Getting in Fights with Strangers
I saw a video on Facebook. Two drivers, apparently contesting a parking space, were ramming each other’s cars. They were using their vehicles like bumper cars at an amusement park. But there was nothing amusing about the video.
Below the video, people had left thousands of comments. Many decried the stupidity of the combatants. I don’t think low intelligence had anything to do with it. I saw rage.
And I’ve been there.
I’ve never rammed someone else’s car with my own, but I have felt like it. Wanted to do it. Fantasized about it.
It Takes Two
Scenes like the one caught on video, in which so much physical damage is done, aren’t commonplace. But that’s not because the impulse is rare.
Usually at least one participant manages to grab hold of their last scrap of rational thinking and hold on tight.
Either that, or fear gets in the way. Fear of immediate harm or later punishment.
Statistics don’t favor both opponents letting go of reason and caution at the same time. One normally ends the madness by restraining their behavior.
Even When You Win…
I’m ashamed to say I’ve been involved in unfriendly disputes with strangers before. No matter what the outcome, I always feel like a loser afterwards.
When I let a stranger’s poor behavior influence my own, I lose my sense of being an okay person. For the rest of the day, I’m stuck on a skewer of shame for having participated in something ugly.
Whether you win or lose a rage-fueled contest with a stranger, you lose.
That’s why I feel sorry for the women (both drivers turned out to be women) in the video. They both drove away in cars that were wrecked. But I suspect the damage went deeper than that.
Road Rage
The real culprit in this story is rage.
Rage takes no prisoners. It tries to destroy everything and everyone, including the rager.
I think rage comes from two places:
Chronically suppressed anger
and/or
Childhood emotional injuries that have become triggers.
In my case, I have a trigger. My anger tends to take over when others “assert themselves at my expense.”
I put quotes around that because those words have burned themselves into my psyche, I’ve repeated them to myself so many times trying to figure out my reaction.
There’s something about someone asserting themselves at my expense that takes my anger from zero to sixty in no time flat.
I suspect it has something to do with having had an older sibling who took my toys. It’s that basic.
Emotional Reactivity
When we suffer injustice early in life, a pattern of emotional reactivity can be established in our brains.
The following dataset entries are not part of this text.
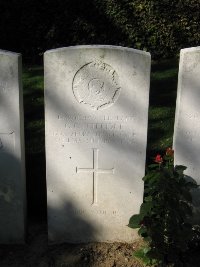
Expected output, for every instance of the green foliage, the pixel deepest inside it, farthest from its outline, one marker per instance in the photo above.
(161, 27)
(164, 218)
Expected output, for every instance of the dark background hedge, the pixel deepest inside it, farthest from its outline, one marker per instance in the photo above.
(161, 27)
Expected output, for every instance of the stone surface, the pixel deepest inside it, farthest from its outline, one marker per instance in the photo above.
(96, 110)
(12, 168)
(187, 121)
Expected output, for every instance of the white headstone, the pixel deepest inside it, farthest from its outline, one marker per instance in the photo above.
(96, 101)
(12, 168)
(187, 122)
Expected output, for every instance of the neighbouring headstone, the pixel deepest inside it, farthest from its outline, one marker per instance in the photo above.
(96, 109)
(187, 122)
(12, 167)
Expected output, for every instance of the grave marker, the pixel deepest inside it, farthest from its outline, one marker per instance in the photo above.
(12, 167)
(96, 112)
(187, 121)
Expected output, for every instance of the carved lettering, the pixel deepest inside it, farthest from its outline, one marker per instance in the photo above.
(96, 84)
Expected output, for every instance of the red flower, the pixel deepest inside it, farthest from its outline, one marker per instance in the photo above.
(169, 152)
(158, 159)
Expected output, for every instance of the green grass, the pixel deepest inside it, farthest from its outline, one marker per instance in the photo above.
(34, 140)
(162, 102)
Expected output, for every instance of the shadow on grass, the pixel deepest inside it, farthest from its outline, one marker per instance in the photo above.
(162, 102)
(35, 141)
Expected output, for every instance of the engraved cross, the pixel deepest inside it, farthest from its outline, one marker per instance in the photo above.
(95, 171)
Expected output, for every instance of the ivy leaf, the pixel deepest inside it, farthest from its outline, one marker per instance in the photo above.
(146, 208)
(135, 220)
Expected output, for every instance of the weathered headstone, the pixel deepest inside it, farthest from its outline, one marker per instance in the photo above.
(96, 100)
(12, 169)
(187, 121)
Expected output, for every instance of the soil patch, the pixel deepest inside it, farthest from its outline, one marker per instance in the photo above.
(37, 253)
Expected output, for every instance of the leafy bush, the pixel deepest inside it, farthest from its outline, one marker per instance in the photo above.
(164, 218)
(161, 27)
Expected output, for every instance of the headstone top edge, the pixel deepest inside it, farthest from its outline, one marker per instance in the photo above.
(5, 52)
(190, 49)
(79, 47)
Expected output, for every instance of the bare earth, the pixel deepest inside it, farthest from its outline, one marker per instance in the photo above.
(37, 253)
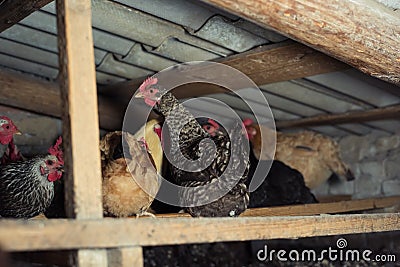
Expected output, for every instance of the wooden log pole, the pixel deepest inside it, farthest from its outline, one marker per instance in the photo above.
(362, 33)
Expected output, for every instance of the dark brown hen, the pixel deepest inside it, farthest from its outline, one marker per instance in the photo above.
(196, 158)
(27, 187)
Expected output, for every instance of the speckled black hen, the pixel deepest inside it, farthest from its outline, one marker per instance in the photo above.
(282, 186)
(27, 187)
(198, 158)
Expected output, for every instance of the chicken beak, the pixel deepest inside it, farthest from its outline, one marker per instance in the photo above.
(139, 95)
(61, 168)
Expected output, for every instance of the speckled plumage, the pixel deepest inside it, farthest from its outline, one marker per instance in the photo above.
(25, 192)
(187, 132)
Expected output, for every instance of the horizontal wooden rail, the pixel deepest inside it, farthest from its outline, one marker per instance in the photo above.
(312, 209)
(385, 113)
(20, 235)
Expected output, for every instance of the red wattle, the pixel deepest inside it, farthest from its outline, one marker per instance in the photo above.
(54, 176)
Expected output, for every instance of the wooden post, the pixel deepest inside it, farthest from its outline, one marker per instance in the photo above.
(362, 33)
(125, 257)
(80, 119)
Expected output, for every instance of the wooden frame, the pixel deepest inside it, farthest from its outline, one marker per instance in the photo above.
(89, 233)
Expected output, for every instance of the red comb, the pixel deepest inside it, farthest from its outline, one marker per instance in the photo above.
(248, 122)
(147, 82)
(213, 123)
(56, 151)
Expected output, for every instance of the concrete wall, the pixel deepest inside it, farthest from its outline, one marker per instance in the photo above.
(375, 161)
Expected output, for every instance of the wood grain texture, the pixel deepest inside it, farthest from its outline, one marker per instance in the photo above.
(385, 113)
(126, 257)
(43, 97)
(80, 115)
(362, 33)
(17, 235)
(264, 65)
(312, 209)
(80, 121)
(13, 11)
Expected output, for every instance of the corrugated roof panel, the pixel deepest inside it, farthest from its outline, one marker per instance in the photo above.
(104, 78)
(184, 12)
(142, 27)
(329, 130)
(392, 126)
(39, 39)
(112, 66)
(311, 98)
(344, 83)
(29, 67)
(179, 51)
(106, 41)
(28, 52)
(140, 57)
(223, 33)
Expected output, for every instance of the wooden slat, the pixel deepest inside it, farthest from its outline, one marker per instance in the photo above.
(28, 93)
(266, 64)
(385, 113)
(18, 235)
(312, 209)
(12, 11)
(125, 257)
(361, 33)
(80, 120)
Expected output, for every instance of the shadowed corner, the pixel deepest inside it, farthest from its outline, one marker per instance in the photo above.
(5, 260)
(349, 175)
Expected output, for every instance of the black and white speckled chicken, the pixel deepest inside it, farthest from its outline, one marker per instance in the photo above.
(8, 150)
(27, 187)
(201, 173)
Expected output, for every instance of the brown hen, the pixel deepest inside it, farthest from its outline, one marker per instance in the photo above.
(129, 184)
(316, 156)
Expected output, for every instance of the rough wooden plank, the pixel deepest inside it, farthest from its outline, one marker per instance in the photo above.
(266, 64)
(29, 93)
(325, 208)
(12, 11)
(312, 209)
(48, 258)
(80, 120)
(125, 257)
(385, 113)
(361, 33)
(17, 235)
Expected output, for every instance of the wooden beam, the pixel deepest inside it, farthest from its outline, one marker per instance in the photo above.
(325, 208)
(312, 209)
(13, 11)
(40, 96)
(385, 113)
(126, 257)
(362, 33)
(18, 235)
(80, 120)
(266, 64)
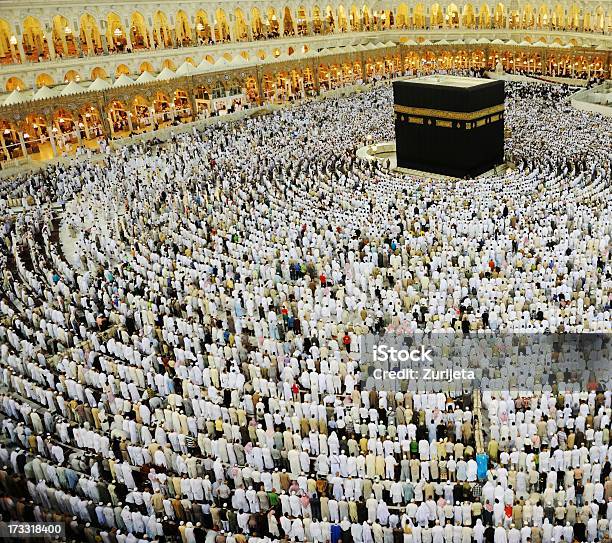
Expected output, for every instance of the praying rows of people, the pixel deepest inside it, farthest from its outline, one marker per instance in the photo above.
(182, 349)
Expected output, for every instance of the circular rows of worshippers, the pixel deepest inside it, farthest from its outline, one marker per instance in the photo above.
(182, 322)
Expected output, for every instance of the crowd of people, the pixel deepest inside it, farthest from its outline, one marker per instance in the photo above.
(182, 354)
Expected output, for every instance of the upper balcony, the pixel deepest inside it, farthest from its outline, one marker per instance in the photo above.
(48, 35)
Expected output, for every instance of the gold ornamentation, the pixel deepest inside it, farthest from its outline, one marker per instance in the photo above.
(453, 115)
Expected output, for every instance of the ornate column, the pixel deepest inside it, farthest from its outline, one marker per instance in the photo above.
(50, 44)
(49, 125)
(259, 77)
(22, 55)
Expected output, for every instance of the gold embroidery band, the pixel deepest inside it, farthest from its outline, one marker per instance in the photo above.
(453, 115)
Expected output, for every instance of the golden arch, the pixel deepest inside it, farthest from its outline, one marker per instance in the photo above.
(436, 17)
(221, 27)
(98, 72)
(161, 30)
(288, 29)
(484, 17)
(468, 17)
(272, 24)
(257, 26)
(169, 64)
(63, 38)
(543, 16)
(419, 16)
(401, 20)
(146, 67)
(72, 75)
(203, 29)
(330, 20)
(499, 17)
(342, 20)
(355, 19)
(115, 32)
(7, 49)
(122, 69)
(528, 16)
(452, 16)
(241, 29)
(14, 83)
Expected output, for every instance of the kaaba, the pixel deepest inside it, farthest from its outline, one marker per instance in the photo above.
(449, 125)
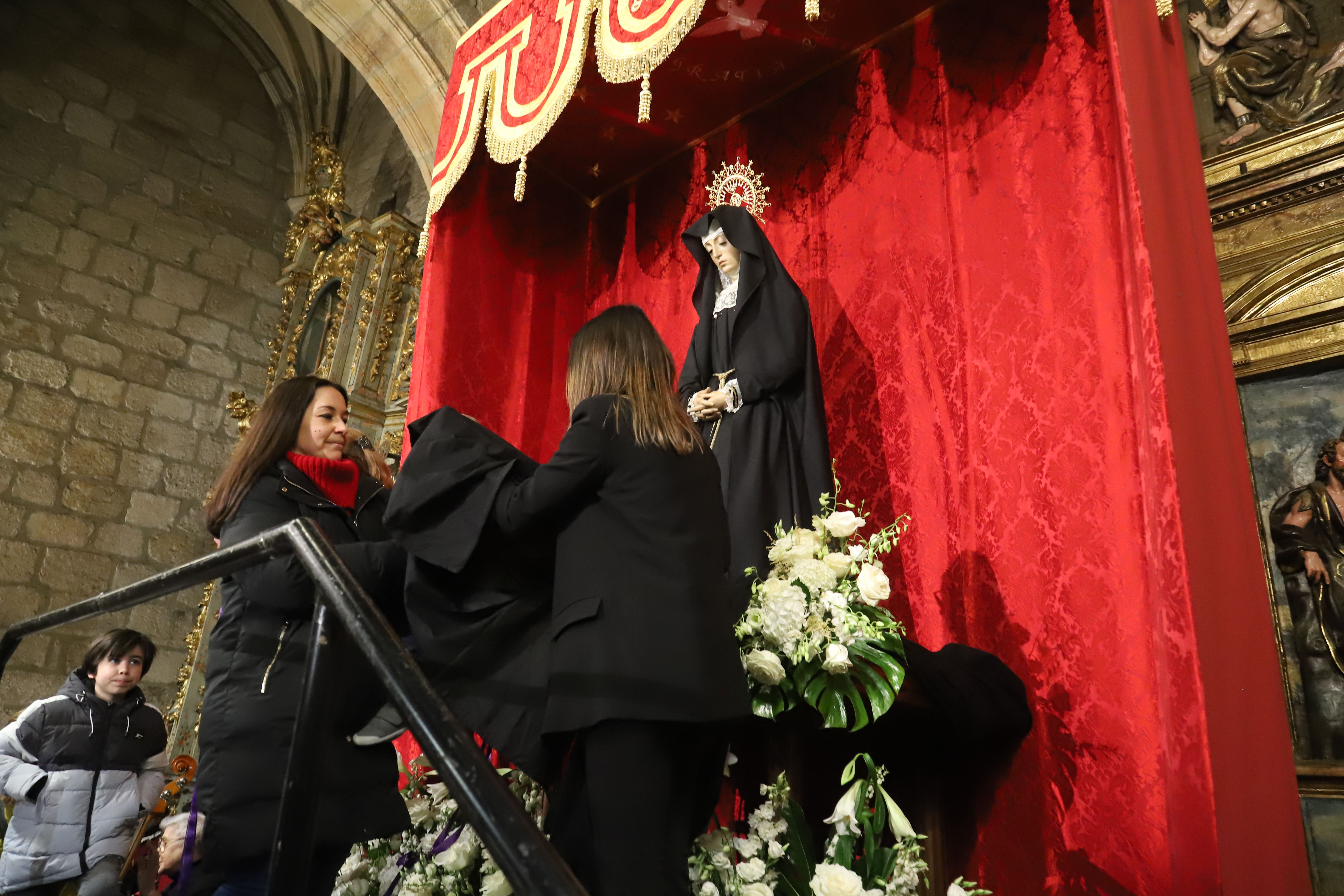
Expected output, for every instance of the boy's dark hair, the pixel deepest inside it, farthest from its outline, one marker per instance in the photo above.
(116, 644)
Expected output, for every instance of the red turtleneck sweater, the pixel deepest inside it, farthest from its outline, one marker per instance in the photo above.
(338, 480)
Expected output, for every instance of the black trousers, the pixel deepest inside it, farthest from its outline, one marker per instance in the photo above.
(632, 798)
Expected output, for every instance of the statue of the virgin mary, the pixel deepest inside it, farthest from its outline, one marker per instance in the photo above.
(753, 383)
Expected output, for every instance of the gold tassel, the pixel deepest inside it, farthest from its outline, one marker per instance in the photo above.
(646, 100)
(521, 180)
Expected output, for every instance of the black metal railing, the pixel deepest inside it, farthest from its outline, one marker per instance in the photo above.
(347, 616)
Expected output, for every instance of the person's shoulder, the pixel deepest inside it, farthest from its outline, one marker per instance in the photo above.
(595, 409)
(261, 508)
(36, 714)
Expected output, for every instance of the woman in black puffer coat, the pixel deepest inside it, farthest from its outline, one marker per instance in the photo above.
(289, 465)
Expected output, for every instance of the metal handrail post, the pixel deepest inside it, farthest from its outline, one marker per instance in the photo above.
(522, 852)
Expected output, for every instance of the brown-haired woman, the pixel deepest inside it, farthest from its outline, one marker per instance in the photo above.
(644, 671)
(291, 465)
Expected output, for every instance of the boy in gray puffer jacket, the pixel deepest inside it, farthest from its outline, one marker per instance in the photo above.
(81, 766)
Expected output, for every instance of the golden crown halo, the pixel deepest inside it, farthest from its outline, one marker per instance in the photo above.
(737, 185)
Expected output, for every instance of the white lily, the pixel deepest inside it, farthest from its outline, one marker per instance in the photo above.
(846, 815)
(897, 820)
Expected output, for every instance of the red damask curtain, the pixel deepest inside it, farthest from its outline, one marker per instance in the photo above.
(968, 209)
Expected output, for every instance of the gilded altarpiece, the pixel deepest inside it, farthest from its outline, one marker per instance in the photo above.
(1277, 209)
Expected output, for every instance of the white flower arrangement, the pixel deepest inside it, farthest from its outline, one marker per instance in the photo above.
(440, 855)
(855, 863)
(724, 864)
(815, 629)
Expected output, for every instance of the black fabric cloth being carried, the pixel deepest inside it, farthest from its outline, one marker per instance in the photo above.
(479, 601)
(773, 452)
(255, 678)
(643, 614)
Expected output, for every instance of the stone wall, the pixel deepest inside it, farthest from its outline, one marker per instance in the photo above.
(142, 205)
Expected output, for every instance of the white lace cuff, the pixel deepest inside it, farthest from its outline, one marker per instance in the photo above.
(734, 397)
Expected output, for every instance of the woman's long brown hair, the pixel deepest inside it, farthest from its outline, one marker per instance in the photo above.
(619, 353)
(273, 432)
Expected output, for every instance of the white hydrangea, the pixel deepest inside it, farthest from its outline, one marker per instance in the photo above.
(815, 574)
(783, 613)
(764, 666)
(752, 870)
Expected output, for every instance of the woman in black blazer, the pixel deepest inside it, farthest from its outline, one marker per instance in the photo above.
(644, 668)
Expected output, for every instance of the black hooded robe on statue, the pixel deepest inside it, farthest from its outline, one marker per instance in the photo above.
(773, 451)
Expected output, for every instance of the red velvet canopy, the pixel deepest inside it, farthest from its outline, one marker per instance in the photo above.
(998, 217)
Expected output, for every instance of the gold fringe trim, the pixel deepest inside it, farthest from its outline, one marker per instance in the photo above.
(521, 180)
(620, 62)
(646, 101)
(509, 150)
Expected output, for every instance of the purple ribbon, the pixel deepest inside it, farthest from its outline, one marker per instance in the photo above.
(189, 847)
(441, 843)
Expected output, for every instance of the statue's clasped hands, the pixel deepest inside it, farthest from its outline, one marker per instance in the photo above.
(709, 404)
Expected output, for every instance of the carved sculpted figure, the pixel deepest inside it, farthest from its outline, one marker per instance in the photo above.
(1308, 534)
(753, 383)
(1261, 66)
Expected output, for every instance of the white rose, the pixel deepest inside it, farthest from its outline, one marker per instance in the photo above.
(798, 545)
(783, 614)
(496, 884)
(838, 660)
(842, 524)
(420, 809)
(815, 574)
(764, 667)
(752, 870)
(874, 585)
(462, 854)
(839, 563)
(834, 880)
(714, 842)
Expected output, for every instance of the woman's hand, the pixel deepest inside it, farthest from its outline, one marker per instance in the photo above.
(1316, 570)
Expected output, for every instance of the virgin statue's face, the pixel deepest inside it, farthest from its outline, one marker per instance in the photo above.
(725, 254)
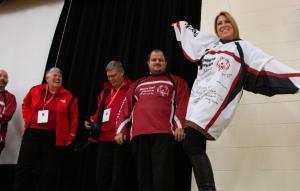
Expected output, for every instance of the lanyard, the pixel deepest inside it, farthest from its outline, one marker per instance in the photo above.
(45, 103)
(113, 97)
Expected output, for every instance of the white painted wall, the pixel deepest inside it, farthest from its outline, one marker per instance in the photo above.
(26, 31)
(260, 150)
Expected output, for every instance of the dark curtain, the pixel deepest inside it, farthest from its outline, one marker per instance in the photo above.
(90, 33)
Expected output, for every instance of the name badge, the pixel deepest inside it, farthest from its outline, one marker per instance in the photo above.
(43, 116)
(106, 114)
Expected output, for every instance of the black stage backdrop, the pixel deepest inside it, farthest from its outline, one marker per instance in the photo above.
(89, 34)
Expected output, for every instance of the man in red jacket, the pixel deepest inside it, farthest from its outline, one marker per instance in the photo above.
(7, 107)
(156, 106)
(111, 173)
(50, 113)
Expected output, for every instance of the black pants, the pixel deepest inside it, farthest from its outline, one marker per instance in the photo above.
(183, 169)
(38, 163)
(115, 167)
(154, 156)
(195, 147)
(3, 131)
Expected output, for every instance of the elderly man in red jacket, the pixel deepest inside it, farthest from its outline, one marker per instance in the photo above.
(7, 107)
(156, 106)
(50, 113)
(114, 162)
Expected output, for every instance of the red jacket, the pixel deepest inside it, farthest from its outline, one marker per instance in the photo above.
(154, 104)
(66, 112)
(108, 129)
Overcoming irrational impulses fired by that trigger takes time and effort, yes. But mostly it takes awareness.
If I physically attack someone because they’re being an a-hole to me, that person is NOT the problem.
The real problem is that I can’t handle myself around people who are acting like a-holes.
Rage steps in, urging me to pillage and burn instead of taking a step back.
I don’t know the stories of those two aggressive drivers on the video. But I know it was rage that made them do what they did.
And I can imagine how they felt afterwards.
The words, “There but for the grace of God go I” come to mind.